Harvest Season—better than The Beach?

In my opinion, Chris Taylor’s Harvest Season is a better story, better told, than Alex Garland’s The Beach.

I compare the two books only because each involves “backpackers” on the Asia trail. Taylor’s story unfolds in relatively remote China, whereas The Beach is set in what are supposed to be islands in the Gulf of Thailand. With Harvest Season, though, I have a much surer sense that the writer is indeed familiar with his geographical and subcultural settings. That is probably because the author is a professional travel writer with much experience in Asia.

This book, Taylor’s first novel, is very readable. The drama unfolds on the basis of a great premise. The dialogue is competent, the characters, both Western and Chinese, are intriguing and real, the settings convincing, and the background issues contemporary and interesting.

We find a mixed bag of protagonists in Shuangshan, a still fairly traditional community suffering intimations of radical change to come. On the one hand, the local ethnic population has already felt impacts from Han Chinese settlement (to some extent reflecting a deliberate policy of social and cultural homogenization). On the other hand, Shuangshan is clearly an early Khao San Road (Bangkok) or Thamel (Kathmandu) in the making.

Some of the characters, including Matt, the main protagonist, are Western travelers who see themselves as a community of exiles in search of freedom from all the bullshit back home. To make this work, they want to maintain, as much as they can, the exclusivity of their Shangri-La of choice. Others, more recent arrivals, see the situation both as a commercial opportunity and as a chance to become large frogs in this small pond. For their part, the Chinese characters include parallel representatives of all those species and more—new entrepreneurs, exiles from mainstream Chinese society in search of freedom, and local vested interests.

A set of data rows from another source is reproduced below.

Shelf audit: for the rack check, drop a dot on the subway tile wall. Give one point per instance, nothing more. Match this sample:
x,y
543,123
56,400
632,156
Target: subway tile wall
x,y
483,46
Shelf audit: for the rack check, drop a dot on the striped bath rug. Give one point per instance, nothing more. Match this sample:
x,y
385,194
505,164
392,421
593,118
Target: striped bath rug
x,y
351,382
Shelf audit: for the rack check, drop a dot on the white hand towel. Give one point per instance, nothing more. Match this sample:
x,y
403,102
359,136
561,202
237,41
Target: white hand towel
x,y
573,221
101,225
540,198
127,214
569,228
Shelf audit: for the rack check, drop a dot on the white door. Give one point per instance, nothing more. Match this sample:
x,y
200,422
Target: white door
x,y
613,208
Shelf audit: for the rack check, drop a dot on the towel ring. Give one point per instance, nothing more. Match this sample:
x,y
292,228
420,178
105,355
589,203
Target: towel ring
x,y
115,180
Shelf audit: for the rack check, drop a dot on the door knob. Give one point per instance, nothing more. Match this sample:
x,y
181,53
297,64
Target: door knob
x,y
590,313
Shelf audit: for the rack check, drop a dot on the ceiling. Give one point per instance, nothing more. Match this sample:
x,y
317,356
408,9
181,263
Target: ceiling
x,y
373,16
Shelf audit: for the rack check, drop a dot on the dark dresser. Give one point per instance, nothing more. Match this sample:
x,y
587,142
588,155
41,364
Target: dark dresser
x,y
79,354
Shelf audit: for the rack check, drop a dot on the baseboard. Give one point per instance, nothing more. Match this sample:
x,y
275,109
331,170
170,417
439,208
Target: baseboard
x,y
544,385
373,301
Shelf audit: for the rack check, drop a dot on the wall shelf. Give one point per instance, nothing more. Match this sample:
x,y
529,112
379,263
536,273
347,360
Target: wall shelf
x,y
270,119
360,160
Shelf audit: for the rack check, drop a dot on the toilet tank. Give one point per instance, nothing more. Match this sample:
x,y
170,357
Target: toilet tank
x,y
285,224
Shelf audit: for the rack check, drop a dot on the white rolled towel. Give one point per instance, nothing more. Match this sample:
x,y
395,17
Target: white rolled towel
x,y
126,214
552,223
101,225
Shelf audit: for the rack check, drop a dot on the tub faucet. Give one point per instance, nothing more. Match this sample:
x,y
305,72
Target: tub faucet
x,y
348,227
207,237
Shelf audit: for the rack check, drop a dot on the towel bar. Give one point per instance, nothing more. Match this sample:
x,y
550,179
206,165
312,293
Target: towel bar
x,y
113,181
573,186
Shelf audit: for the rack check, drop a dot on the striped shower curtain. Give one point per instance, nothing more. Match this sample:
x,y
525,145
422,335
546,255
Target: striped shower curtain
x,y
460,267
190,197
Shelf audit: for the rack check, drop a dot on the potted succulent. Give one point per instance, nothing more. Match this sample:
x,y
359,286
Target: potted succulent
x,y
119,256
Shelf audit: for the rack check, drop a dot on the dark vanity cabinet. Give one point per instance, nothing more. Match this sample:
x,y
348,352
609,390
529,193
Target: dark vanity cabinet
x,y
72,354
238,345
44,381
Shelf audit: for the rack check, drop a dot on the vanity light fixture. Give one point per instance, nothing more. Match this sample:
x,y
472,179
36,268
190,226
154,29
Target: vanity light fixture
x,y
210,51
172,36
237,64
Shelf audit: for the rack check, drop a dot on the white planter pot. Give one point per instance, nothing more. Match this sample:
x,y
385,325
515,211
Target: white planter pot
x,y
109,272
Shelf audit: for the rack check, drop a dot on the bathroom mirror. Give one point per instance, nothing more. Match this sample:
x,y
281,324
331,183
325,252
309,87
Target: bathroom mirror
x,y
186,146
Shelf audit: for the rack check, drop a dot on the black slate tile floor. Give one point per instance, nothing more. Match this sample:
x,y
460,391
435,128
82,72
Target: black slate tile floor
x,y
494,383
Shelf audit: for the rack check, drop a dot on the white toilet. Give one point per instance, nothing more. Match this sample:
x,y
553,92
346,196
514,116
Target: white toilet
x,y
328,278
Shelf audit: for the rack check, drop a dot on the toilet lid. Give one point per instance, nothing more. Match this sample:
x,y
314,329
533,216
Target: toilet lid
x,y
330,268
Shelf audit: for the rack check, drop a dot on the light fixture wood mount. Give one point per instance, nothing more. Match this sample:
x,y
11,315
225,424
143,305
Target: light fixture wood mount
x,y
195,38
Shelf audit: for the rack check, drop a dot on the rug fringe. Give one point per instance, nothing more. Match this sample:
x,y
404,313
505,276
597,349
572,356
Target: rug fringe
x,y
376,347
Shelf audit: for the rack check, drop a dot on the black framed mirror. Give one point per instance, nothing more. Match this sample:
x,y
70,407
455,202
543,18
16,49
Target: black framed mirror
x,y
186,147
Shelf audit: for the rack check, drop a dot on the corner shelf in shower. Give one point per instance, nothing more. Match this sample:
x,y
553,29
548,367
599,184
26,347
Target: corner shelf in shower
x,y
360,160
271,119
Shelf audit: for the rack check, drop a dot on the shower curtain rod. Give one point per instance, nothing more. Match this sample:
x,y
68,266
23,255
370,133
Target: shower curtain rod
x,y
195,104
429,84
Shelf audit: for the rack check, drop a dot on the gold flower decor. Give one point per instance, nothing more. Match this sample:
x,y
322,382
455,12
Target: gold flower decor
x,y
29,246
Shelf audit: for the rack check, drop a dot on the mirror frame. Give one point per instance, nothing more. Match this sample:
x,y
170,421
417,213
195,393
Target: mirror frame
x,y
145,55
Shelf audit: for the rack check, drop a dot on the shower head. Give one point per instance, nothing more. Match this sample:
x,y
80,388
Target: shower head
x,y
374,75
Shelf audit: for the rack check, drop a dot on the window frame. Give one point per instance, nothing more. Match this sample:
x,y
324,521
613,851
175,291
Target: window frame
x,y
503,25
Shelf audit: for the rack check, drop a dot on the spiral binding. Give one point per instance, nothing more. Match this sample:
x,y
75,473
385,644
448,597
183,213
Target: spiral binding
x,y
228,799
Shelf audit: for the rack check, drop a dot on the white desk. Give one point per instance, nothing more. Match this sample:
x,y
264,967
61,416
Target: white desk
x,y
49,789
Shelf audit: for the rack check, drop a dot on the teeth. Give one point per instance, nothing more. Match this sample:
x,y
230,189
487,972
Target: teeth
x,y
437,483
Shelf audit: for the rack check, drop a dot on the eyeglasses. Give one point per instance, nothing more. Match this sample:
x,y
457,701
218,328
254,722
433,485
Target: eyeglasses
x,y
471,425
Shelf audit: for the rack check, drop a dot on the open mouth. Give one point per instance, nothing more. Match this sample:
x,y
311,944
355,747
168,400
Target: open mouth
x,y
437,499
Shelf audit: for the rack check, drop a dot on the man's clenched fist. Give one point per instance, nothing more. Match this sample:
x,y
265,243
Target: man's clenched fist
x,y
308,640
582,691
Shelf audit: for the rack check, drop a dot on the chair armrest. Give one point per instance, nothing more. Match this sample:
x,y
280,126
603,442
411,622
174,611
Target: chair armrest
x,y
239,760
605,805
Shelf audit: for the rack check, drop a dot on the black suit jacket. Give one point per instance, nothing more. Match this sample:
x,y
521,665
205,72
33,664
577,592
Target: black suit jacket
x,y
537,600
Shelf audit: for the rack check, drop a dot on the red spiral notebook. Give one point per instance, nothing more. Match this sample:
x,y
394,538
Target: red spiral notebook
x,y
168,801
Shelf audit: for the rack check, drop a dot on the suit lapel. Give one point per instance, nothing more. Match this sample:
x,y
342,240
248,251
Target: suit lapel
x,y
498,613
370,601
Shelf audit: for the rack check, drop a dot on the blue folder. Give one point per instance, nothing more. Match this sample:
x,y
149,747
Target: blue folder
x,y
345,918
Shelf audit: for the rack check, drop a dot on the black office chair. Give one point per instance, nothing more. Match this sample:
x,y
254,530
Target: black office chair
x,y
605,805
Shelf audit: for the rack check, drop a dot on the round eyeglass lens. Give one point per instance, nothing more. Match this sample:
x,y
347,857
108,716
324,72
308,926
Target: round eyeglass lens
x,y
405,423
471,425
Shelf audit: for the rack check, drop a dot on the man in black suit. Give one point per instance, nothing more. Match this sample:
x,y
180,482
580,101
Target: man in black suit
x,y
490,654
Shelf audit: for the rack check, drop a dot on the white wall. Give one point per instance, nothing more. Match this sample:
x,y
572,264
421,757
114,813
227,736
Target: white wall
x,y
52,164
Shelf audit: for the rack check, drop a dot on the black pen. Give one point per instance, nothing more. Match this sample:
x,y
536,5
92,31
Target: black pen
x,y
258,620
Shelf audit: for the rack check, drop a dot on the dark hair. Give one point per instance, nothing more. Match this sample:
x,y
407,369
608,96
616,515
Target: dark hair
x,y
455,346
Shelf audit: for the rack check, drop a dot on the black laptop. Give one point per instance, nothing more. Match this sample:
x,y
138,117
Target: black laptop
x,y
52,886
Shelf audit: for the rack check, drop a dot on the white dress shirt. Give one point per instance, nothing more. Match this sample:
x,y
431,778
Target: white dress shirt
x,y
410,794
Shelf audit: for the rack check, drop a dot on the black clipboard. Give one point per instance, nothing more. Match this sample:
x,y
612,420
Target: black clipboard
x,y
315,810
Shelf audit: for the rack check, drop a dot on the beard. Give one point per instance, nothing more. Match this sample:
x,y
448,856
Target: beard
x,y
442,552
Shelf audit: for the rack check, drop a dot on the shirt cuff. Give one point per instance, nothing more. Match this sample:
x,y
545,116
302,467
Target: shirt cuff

With a growing sense of inevitability, we see increasingly dangerous conflicts arising within and between the Western and Chinese groups.

Meanwhile the fires of the mass tourist hordes are glowing just over the horizon. The “Rough Planet” guides and their ilk have already blazed trails in the vicinity, and Shuangshan teeters on the cusp of change. Matt is a youngish traveler with an obscure past, one he’s reluctant to talk about. But we do learn that, several years earlier, he himself worked as a Rough Planet writer. Hey, someone’s going to do it anyway, right? But he left Shuangshan out of his reports, wanting to keep this particular paradise off the beaten path, all the while knowing it was futile.

The story unfolds during his second stay in Shuangshan, when the futility of this dream is being brought home with greater and greater force. “In the Shuangshan I’d returned to a year ago,” Matt says, “nobody got tattoos to celebrate their first acid trip.” Yet here was his friend Fei-Fei getting a tattoo and “now Shuangshan had marked her permanently, and she would always belong to the fringe.”

By the end of the novel, a number of the characters have been scarred and worse by other, darker developments.

Readers and characters are left with a poignant sense of loss at various levels. Already, local residents no longer recognize the community of their childhoods. And now there seems to be no avoiding catastrophic commercialization of this erstwhile hideaway for the walking wounded from a global consumerist culture.

Matt also suffers a personal sense of loss he might find hard to articulate. Against the background described above, he has pursued unsuccessful relationships with two different Chinese women. To some extent the problems are cultural in nature, but Matt is alienated from his own culture to the extent he might well have problems, at this stage, in establishing long-term relations with any woman, no matter where she’s from.

And now he’ll have to move on again.